Definisi Keuangan Negara Kembali Diperdebatkan

Beberapa ahli berpendapat keuangan negara dalam BUMN/BUMD adalah sebatas saham di perusahan itu. UU Korupsi hanya bisa diterapkan dalam penjualan saham secara melawan hukum. Namun negara tetap bisa melakukan upaya hukum perdata maupun pidana berdasarkan undang-undang selainnya.

Oleh:
M-4
Bacaan 2 Menit
Definisi Keuangan Negara Kembali Diperdebatkan
Hukumonline

 

Pendapat senada disampaikan Direktur Informasi dan Akuntansi Ditjen Perbendaharaan Departemen Keuangan, Hekinus Manao. Cakupan keuangan negara menurut beliau sesuai Pasal 2 huruf g UU Keuangan Negara meliputi Kekayaan negara/kekayaan daerah yang dikelola sendiri atau oleh pihak lain berupa uang, surat berharga, piutang, barang, serta hak-hak lain yang dapat dinilai dengan uang termasuk kekayaan yang dipisahkan pada perusahaan negara/perusahaan daerah.

 

Pemahaman kedudukan keuangan negara berdasarkan ketentuan itu menurutnya terbatas pada kekayaan yang dipisahkan, yaitu sebesar modal yang disetor atau perubahannya.
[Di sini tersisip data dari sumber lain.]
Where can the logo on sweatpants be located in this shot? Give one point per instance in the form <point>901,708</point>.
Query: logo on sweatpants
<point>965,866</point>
Kalau pemerintah memegang saham 50% maka penyertaannya ya  50%, jangan ditafsirkan aset BUMN identik dengan aset negara, jelasnya.

 

Hekinus menambahkan pemahaman yang keliru terjadi saat keuangan negara ditafsirkan sebagai seluruh aset BUMN/BUMD merupakan aset pemerintah. Jika demikian berarti seluruh piutang maupun utang BUMN/BUMD juga piutang pemerintah dan mestinya seluruh utang utang BUMN/D adalah utang pemerintah. Padahal , ketika suatu bagian kekayaan  negara masuk pada BUMN/BUMD maka bagian kekayaan pemerintah yang disertakan di dalamnya tunduk pada ketentuan rezim korporasi.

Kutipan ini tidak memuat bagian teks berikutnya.